The deputy governor found himself in the spotlight after Mr Diamond released the note, in which it has been suggested Mr Tucker was encouraging the bank to submit lower Libor submissions in light of concerns from senior Whitehall figures.
Describing the Libor scandal at Barclays as an "absolutely massive shock," Mr Tucker confirmed one of the Whitehall figures was the-then Downing Street chief of staff Sir Jeremy Heywood but denied he had attempted to influence Barclays into rigging rates.
Barclays has been the focal point for a row over banking culture after the bank was fined £290 million by UK and US regulators for manipulating the Libor, which affects mortgages and loans.
Paul Tucker told MPs that the Libor scandal had come as a "deep shock" to the Bank of England
Mr Tucker said that the senior Whitehall figures with whom he spoke about Libor included Sir Jeremy, his predecessor as Number 10 chief of staff Tom Scholar, then Downing Street adviser Sir Jon Cunliffe and Treasury permanent secretary Sir Nicholas Macpherson.
But he denied "absolutely" that any Whitehall officials or government ministers - including Ed Balls and Baroness Vadera - ever encouraged him to "lean on" Barclays or any other bank to lower its Libor submissions.

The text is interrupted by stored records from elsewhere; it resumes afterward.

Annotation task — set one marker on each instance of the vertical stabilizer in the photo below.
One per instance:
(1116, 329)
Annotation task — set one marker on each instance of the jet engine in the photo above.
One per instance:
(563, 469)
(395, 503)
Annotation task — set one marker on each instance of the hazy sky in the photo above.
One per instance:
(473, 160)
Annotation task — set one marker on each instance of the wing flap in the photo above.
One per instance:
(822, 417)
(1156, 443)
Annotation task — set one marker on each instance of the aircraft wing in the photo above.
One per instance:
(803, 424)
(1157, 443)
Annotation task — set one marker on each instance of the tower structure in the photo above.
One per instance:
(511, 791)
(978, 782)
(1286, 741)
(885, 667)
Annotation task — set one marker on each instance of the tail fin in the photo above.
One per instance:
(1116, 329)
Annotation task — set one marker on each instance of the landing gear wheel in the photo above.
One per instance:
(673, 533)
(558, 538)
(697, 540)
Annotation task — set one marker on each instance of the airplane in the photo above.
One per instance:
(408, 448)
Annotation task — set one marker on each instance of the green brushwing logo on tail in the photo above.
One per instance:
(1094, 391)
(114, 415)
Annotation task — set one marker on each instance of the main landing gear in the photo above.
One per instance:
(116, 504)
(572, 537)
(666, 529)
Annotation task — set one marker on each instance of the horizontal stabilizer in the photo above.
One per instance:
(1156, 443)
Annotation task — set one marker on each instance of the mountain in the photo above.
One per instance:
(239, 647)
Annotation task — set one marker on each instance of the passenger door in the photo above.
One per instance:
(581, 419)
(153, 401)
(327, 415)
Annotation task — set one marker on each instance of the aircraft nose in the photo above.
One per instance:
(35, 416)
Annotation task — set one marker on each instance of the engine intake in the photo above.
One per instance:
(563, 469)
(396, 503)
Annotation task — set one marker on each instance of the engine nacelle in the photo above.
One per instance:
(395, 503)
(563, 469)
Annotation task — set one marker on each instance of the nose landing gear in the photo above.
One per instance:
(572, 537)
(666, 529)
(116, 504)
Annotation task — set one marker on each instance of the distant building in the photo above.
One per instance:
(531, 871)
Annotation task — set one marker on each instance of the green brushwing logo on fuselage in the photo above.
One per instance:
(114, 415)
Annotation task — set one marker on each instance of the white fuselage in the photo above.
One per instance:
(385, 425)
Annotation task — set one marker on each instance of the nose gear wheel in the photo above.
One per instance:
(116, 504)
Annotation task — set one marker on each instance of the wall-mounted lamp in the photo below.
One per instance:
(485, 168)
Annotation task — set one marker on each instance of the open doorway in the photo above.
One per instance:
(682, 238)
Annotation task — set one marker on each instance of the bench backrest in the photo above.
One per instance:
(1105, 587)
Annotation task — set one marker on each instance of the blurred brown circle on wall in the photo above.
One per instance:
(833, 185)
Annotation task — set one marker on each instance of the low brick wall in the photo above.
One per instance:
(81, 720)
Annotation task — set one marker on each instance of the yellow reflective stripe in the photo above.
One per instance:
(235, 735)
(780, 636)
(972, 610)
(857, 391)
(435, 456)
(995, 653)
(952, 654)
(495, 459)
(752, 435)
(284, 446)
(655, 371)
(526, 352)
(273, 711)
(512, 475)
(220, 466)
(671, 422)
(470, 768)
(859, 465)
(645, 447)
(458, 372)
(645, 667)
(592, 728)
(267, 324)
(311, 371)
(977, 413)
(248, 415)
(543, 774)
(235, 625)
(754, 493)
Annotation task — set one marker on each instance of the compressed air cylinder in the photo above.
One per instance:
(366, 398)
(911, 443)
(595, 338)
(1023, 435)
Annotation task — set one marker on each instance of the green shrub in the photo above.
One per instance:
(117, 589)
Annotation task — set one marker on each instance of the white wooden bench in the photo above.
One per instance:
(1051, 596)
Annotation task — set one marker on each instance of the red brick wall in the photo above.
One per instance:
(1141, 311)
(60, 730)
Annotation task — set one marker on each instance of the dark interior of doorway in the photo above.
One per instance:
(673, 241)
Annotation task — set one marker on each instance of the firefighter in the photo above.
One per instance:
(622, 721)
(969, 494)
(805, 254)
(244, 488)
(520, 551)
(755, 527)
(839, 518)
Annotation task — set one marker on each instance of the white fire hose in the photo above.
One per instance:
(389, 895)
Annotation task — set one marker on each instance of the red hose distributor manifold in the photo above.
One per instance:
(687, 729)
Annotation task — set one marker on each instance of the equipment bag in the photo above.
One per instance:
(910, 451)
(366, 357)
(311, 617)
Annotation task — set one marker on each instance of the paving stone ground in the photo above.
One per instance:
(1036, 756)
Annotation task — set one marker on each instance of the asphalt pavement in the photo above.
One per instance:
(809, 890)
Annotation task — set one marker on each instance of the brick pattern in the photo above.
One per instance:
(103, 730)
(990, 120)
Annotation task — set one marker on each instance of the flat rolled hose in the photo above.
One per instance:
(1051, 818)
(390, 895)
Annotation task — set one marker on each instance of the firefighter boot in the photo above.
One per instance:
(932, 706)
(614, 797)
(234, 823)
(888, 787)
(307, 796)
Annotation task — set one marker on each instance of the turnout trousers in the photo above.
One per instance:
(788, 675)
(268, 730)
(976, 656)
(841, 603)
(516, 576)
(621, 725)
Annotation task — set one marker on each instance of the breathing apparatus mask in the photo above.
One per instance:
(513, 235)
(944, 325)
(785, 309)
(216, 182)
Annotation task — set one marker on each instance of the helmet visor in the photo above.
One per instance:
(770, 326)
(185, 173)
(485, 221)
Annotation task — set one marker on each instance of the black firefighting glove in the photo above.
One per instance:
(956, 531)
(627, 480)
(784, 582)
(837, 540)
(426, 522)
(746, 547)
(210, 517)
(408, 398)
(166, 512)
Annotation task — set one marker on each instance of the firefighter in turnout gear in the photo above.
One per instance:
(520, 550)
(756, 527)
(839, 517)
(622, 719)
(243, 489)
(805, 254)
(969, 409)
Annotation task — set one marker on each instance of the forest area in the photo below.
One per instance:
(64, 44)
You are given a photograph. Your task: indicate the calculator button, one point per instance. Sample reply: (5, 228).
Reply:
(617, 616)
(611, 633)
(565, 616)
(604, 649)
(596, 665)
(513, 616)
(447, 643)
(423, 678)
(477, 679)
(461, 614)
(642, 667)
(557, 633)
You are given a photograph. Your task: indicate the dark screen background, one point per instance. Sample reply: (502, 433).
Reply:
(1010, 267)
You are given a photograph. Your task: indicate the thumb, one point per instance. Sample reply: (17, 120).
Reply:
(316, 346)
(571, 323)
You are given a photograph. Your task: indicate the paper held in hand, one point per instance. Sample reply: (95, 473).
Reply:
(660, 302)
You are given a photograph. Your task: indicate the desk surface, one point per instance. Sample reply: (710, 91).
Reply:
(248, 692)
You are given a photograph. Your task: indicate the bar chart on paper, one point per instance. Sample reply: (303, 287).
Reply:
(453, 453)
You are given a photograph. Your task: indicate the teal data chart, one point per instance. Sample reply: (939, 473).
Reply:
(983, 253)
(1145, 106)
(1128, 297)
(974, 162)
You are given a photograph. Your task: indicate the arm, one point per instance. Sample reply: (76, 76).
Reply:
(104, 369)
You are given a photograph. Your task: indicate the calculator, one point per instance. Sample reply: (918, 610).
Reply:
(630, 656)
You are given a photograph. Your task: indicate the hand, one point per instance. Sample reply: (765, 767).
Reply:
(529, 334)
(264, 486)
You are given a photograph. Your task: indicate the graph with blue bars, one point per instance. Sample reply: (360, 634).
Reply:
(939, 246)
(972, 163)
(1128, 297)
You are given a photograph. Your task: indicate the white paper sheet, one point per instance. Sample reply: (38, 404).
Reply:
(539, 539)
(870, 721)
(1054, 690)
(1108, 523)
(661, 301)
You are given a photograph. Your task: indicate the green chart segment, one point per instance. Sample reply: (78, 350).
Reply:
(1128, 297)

Mr Tucker said that concerns about Barclays' submissions existed at the time he spoke to Mr Diamond in October 2008 not only in Whitehall but also in the markets.
After the launch of a package of co-ordinated international efforts to shore up the markets early in the month, both officials and markets were monitoring Libor and found that - compared to many other participants which had lowered their submissions - "Barclays continued to pay higher rates in the market, as reflected in their Libor submissions".
Attention was focused on the issue of whether Barclays had taken the right decision in declining the state support which was accepted by rivals RBS and Lloyds.
And there was concern that, by paying higher interest, the bank might be dampening down the overall impact of the rescue package.
Mr Tucker told the committee: "There were two separate and related concerns, not only from Whitehall but from within the bank and within the market.
"One was: 'Is the package working and why isn't it working here as quickly as it appears to be working in the US?'
"The other element was: 'Is Barclays OK? Was the right decision taken when Barclays didn't take capital from the Government?'
"There was a degree of concern about that. There was a degree of anxiety about that."
Mr Tucker said he believed that the rescue package "helped save the world", but added: "At the time, there was anxiety about it working."
Responding to the apparent endorsement of Balls' side in the story Chris Leslie MP, Labour's Shadow Financial Secretary to the Treasury, said the "game was up" for George Osborne.
“The deputy governor of the Bank of England has made it 100 per cent clear that neither Ministers nor officials leaned on the Bank of England to ask Barclays to fix Libor rates. In addition Bob Diamond has also said that he did not believe he was being asked by Ministers or officials to fiddle Libor rates."